Oh Baby I Love Your Way

by Silverfern500



Category: Deadpool (Comics), Deadpool - All Media Types, Spider-Man (Video Game 2018), Spider-Man - All Media Types, Spider-Man/Deadpool - Joe Kelly (Comics), Spider-Man: Into the Spider-Verse (2018)
Genre: Divorce, M/M, Meet-Cute
Language: English
Status: Completed
Published: 2019-07-09
Updated: 2019-07-09
Packaged: 2020-06-25 02:24:58
Rating: Teen And Up Audiences
Warnings: No Archive Warnings Apply
Chapters: 1
Words: 1,823
Publisher: archiveofourown.org
Story URL: https://archiveofourown.org/works/19736452
Author URL: https://archiveofourown.org/users/Silverfern500/pseuds/Silverfern500
Summary: Peter B Parker returned from Miles' dimension with new determination. He hadn't been ready to be a father, and he wasn't able to save his previous marriage, but he was able to gain shared custody of his daughter. And get his life -somewhat- together. That's when he ran across Guns on the parents-without-partners site.Wade, now settled with Ellie, was also divorced and seeking. He just didn't know what he was in for when he showed up for his first date with Mr. MultidimensionalNerd.





	Oh Baby I Love Your Way

**Author's Note:**

> This is another bingo prompt, this time Divorce. I had fun with it. Watch out for new bingo stories!

It was a long time coming, honestly. Not something that couldn't be repaired, per se, but something he finally had the self preservation to admit he didn't _want_ repaired. Still, divorce was messy. He got the glittering guns, she the gold. She the house in the Hamptons, he the kid.

That was five years ago

* * *

The smell of the tavern was musty. It reeked of B.O. And electricity and dust.
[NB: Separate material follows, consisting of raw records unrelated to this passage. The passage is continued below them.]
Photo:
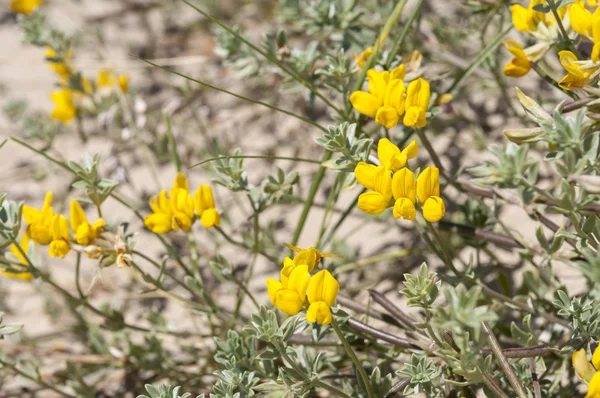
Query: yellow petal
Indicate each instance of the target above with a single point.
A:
(581, 19)
(428, 183)
(203, 199)
(272, 287)
(158, 223)
(210, 218)
(434, 209)
(58, 248)
(298, 280)
(323, 287)
(519, 17)
(309, 257)
(77, 215)
(398, 73)
(403, 185)
(394, 96)
(373, 203)
(582, 366)
(365, 103)
(389, 155)
(378, 83)
(288, 301)
(404, 208)
(594, 386)
(319, 312)
(387, 117)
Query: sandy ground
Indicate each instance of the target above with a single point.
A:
(23, 75)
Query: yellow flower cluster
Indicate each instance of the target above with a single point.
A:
(65, 108)
(175, 211)
(587, 25)
(24, 6)
(388, 99)
(588, 371)
(393, 184)
(296, 286)
(48, 228)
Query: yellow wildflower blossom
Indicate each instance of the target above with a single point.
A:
(24, 6)
(361, 59)
(588, 371)
(428, 192)
(289, 294)
(379, 180)
(579, 73)
(64, 109)
(322, 292)
(405, 194)
(417, 102)
(59, 246)
(520, 65)
(62, 69)
(85, 233)
(39, 222)
(311, 257)
(385, 100)
(159, 221)
(204, 202)
(24, 245)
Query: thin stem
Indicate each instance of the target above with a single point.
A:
(310, 198)
(317, 382)
(35, 380)
(398, 43)
(359, 367)
(273, 107)
(295, 159)
(77, 281)
(504, 364)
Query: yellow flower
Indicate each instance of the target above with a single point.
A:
(361, 59)
(391, 157)
(289, 294)
(528, 19)
(428, 191)
(24, 6)
(85, 233)
(311, 257)
(59, 247)
(64, 109)
(26, 276)
(405, 194)
(123, 81)
(182, 206)
(379, 180)
(62, 69)
(587, 372)
(159, 221)
(385, 100)
(39, 221)
(579, 73)
(520, 65)
(204, 203)
(322, 292)
(417, 102)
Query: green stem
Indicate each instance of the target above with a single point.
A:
(359, 367)
(35, 380)
(290, 72)
(310, 198)
(504, 364)
(398, 43)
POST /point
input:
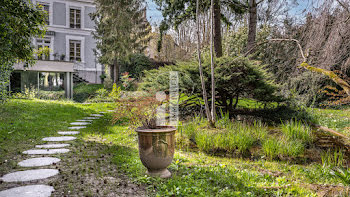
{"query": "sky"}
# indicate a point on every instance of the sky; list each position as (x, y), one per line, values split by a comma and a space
(155, 16)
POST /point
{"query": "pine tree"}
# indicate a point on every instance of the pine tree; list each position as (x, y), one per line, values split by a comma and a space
(121, 29)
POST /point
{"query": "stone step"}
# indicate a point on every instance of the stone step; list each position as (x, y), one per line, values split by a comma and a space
(59, 139)
(46, 151)
(40, 161)
(52, 146)
(28, 191)
(29, 175)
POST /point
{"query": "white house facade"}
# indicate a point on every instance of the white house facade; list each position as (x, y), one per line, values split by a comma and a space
(69, 36)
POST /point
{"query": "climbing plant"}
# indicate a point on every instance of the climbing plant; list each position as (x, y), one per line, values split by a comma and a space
(20, 21)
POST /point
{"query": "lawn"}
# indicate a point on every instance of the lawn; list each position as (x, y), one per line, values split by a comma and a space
(337, 119)
(104, 161)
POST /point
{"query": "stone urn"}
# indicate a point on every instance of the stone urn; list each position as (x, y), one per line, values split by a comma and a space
(156, 149)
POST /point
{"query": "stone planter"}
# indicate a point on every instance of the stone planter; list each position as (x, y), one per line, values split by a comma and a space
(156, 149)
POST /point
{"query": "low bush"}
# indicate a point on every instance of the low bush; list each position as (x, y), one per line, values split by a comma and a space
(332, 158)
(232, 137)
(236, 77)
(295, 130)
(271, 148)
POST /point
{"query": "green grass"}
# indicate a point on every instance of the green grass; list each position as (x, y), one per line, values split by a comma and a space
(83, 92)
(24, 122)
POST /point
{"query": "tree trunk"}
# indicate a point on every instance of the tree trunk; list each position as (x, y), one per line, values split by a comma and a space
(217, 28)
(253, 17)
(212, 67)
(205, 97)
(115, 71)
(236, 103)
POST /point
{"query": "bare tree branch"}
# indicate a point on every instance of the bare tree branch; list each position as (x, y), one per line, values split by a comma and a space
(344, 6)
(332, 75)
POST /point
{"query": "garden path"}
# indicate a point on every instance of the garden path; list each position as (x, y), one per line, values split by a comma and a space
(35, 174)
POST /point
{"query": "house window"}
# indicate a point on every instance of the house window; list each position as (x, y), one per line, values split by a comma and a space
(43, 45)
(74, 50)
(46, 8)
(75, 18)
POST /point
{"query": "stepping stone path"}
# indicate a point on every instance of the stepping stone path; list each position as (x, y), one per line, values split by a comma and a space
(40, 161)
(59, 139)
(68, 132)
(77, 128)
(46, 151)
(28, 191)
(80, 123)
(52, 146)
(29, 175)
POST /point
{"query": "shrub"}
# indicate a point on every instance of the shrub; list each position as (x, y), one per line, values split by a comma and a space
(115, 93)
(271, 148)
(235, 77)
(293, 148)
(136, 64)
(343, 174)
(332, 159)
(295, 130)
(128, 83)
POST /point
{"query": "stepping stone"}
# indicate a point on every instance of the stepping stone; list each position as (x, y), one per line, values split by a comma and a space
(28, 191)
(29, 175)
(59, 139)
(77, 128)
(68, 132)
(40, 161)
(84, 120)
(91, 118)
(80, 123)
(51, 146)
(46, 151)
(96, 115)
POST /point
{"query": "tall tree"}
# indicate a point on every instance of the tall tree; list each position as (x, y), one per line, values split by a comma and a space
(212, 67)
(176, 12)
(121, 29)
(253, 18)
(204, 90)
(20, 21)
Gaming cafes were often that way, if the food was passable enough not to drive you out, the smell would. Unless you were one of the few absorbed in a game of Magic or at one of the old Robo-Cop arcade machines. Suffice to say, it wasn't his kind of dive. He'd rather his own home - cluttered though it may be - an old cop show on his TV and that spunky 10-year-old bouncing on the couch. Ellie, currently at home being baby-sat by Preston. He cocked his head in thought, sitting in the torn red booth at Sip-And-Game. No, it was definitely better not to meet at his house.

Wade obviously hadn't picked this location for his first date with MultidimensionalNerd.

Ever since they'd started chatting on the parents-without-partners site back in May, Wade had been interested in that username. Then he'd been interested in the man's self-depreciating and nihilistic jokes, then those salacious pics (face cropped out). Then it was October.

Mr. MultidimensionalNerd (P. Parker as he learned), worked a demanding job like Wade. Though he never told him of what nature, and Wade never asked. Wade didn't say he was a mercenary either (although all hero-type jobs these days). So the months seemed to just fly by. Until two days ago, when Parker had messaged him out of the blue demanding to meet.

MMN: Tuesday. Sip-And-Game on Thompson. 7pm.

MG: You really want to meet my ugly mug?

MMN: Yeah. You keep saying how bad it is, I need proof.

MG: Another scientific venture of yours?

MMN: I'm up to study anything of yours, MrGuns

MG: ….I looked them up, they don't even serve tacos!!! Baby boy, you're buying.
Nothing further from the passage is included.